Long-term trends in colorectal cancer: incidence, localization, and presentation

Colorectal Cancer

BMC Cancer. 2020 Nov 10;20(1):1077. doi: 10.1186/s12885-020-07582-x.


BACKGROUND: The purpose of this study was to assess trends in incidence and presentation of colorectal cancer (CRC) over a period of 37 years in a stable population in Mid-Norway. Secondarily, we wanted to predict the future burden of CRC in the same catchment area.

METHODS: All 2268 patients diagnosed with CRC at Levanger Hospital between 1980 and 2016 were included in this study. We used Poisson regression to calculate the incidence rate ratio (IRR) and analyse factors associated with incidence.
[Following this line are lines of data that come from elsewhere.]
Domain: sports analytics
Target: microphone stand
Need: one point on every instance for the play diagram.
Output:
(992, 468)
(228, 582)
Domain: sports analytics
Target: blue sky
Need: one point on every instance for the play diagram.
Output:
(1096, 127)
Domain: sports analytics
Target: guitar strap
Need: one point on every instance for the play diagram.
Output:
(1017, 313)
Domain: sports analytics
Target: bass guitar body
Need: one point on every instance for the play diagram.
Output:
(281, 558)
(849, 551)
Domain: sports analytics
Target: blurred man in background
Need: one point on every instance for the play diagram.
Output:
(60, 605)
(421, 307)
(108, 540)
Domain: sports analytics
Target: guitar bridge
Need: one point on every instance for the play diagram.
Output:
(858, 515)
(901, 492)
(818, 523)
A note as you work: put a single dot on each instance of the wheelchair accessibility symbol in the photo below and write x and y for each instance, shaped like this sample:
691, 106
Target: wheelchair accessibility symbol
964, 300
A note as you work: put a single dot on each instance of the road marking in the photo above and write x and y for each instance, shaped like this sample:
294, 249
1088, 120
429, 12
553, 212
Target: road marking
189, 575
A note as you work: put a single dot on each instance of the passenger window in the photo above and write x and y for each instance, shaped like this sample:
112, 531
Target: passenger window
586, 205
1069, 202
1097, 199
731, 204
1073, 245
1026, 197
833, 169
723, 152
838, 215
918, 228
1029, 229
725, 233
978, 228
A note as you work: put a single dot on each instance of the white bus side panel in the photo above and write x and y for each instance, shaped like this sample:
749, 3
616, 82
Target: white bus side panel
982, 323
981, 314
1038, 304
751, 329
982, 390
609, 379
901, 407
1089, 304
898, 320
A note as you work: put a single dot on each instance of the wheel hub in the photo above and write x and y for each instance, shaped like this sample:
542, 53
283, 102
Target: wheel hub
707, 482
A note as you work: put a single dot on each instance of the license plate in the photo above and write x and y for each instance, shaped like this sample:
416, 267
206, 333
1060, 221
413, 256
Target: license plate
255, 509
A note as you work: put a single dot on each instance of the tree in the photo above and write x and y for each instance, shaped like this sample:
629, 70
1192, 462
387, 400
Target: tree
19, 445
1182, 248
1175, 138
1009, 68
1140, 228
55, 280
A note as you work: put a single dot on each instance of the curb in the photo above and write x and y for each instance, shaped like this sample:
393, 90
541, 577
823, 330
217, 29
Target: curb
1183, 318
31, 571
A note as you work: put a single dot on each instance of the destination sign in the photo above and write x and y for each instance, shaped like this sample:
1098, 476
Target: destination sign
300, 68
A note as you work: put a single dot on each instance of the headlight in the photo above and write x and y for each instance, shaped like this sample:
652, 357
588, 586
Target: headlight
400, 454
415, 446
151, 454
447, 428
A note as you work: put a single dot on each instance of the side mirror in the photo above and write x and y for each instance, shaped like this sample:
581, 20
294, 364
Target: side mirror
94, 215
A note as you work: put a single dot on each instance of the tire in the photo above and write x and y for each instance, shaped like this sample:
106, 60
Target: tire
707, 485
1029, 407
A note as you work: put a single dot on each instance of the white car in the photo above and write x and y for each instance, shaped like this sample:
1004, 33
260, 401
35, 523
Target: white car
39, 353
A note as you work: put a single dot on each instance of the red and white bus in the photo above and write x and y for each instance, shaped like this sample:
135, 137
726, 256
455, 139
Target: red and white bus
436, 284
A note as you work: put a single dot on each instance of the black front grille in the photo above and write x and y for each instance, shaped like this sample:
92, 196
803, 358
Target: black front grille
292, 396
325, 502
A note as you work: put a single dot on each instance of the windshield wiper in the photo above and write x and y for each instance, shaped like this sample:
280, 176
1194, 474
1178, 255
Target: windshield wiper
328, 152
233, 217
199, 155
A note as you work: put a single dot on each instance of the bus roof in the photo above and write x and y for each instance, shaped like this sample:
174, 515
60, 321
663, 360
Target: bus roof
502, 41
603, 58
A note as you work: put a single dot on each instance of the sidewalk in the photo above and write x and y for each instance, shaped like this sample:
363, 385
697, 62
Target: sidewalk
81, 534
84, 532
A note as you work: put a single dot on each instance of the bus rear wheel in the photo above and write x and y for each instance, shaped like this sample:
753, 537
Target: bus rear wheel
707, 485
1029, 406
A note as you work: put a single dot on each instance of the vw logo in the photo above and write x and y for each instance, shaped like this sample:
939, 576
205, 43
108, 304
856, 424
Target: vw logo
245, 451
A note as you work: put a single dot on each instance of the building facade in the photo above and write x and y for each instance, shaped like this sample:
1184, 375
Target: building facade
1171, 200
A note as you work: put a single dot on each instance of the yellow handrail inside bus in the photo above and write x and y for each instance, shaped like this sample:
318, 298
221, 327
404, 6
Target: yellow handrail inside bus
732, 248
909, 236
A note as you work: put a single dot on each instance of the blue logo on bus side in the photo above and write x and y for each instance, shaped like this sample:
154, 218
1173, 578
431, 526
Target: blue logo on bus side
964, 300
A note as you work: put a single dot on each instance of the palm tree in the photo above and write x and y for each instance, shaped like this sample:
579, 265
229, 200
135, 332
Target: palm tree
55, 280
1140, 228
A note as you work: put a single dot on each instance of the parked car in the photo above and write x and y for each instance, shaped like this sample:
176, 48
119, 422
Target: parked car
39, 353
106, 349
RESULTS: The incidence of CRC increased from 43/100,000 person-years during 1980-1984 to 84/100,000 person-years during 2012-2016. Unadjusted IRR increased by 1.8% per year, corresponding to an overall increase in incidence of 94.5%. Changes in population (ageing and sex distribution) contributed to 28% of this increase, whereas 72% must be attributed to primary preventable factors associated with lifestyle. Compared with the last observational period, we predict a further 40% increase by 2030, and a 70% increase by 2040. Acute colorectal obstruction was associated with tumours in the left flexure and descending colon. Spontaneous colorectal perforation was associated with tumours in the descending colon, caecum, and sigmoid colon. The incidence of obstruction remained stable, while the incidence of perforation decreased throughout the observational period. The proportion of earlier stages at diagnosis increased significantly in recent decades.

CONCLUSION: CRC incidence increased substantially from 1980 to 2016, mainly due to primary preventable factors. The incidence will continue to increase during the next two decades, mainly due to further ageing of the population.